Hi Aoidh. I'm not a major Wikipedia editor, so I am not sure how to respond to this, so please let me know if I should do so in a better place.
I appreciate the feedback. However I would point out that the page currently has one external link, which does not in fact contain the Suttavibhanga, but merely points to various sources which themselves do not contain the text. It is desirable in discussion of such a text to include a link to an available translation of the text, and this is what I did. Removing this reduces the usability of the page considerably, to no advantage that I can see. These links are not spam: they are up to date, relevant resources.
It is true, I am affiliated with Suttacentral, so this goes against the relevant Wikipedia guidelines. Like I said earlier, I'm not a regular Wikipedia user, and I was not aware of this guideline, I simply added these links because I thought the pages would be improved by them. In many cases, the links to Buddhist texts are inadequate, broken, or simply mistaken.
The Buddhist pages tend to not attract a lot of interest, so the chances of getting a reasonable discussion are slim. I posted a lengthy entry in the talk page for Buddhist Mythology several months ago, and so far not a single response.
These links should be there. The only problem is that they were added by me, a site owner. So may I suggest that you replace them, then there is no problem.
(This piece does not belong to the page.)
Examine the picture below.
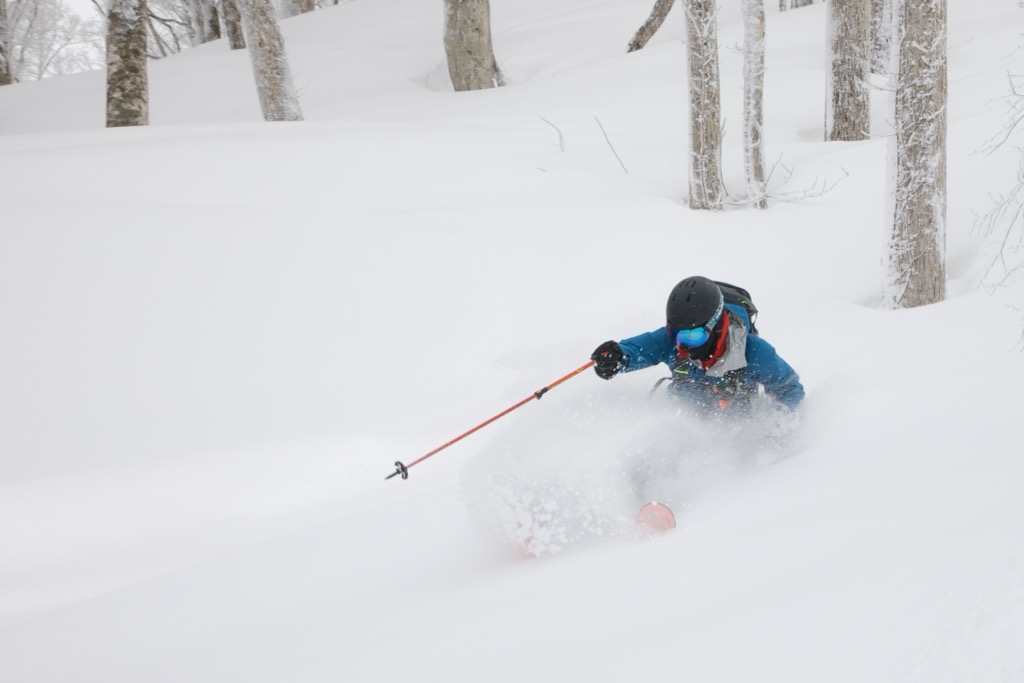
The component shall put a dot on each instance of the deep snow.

Sujato (talk) 09:44, 25 November 2015 (UTC)Reply
To add to my previous message, I have now looked in more detail at Wikipedia's policy, and I do not believe I have violated anything. What I did was clearly not Citation spam which, in accord with the guidelines there, “should not be confused with legitimate good-faith additions intended to verify article content and help build the encyclopedia.” Furthermore, uncontroversial edits include repairing broken links, which is mostly what I did. These guidelines seem reasonable to me, and I now do not believe that I have broken any of them. Unless I hear otherwise, I will revert your changes. Sujato (talk) 07:46, 20 January 2016 (UTC)Reply
Please "avoid creating new articles about yourself or your organization." (Or adding references/external links to SuttaCentral). Please see WP:COI and WP:BESTCOI for more information. Thank you JimRenge (talk) 11:17, 20 January 2016 (UTC)Reply
Thanks for responding. But this does not address the issues that I mentioned. The links I added were legitimate good faith edits, and were in addition uncontroversial, and should be reverted. Nobody gains by keeping Wikipedia pages full of broken and irrelevant links, or by lacking references to essential resources.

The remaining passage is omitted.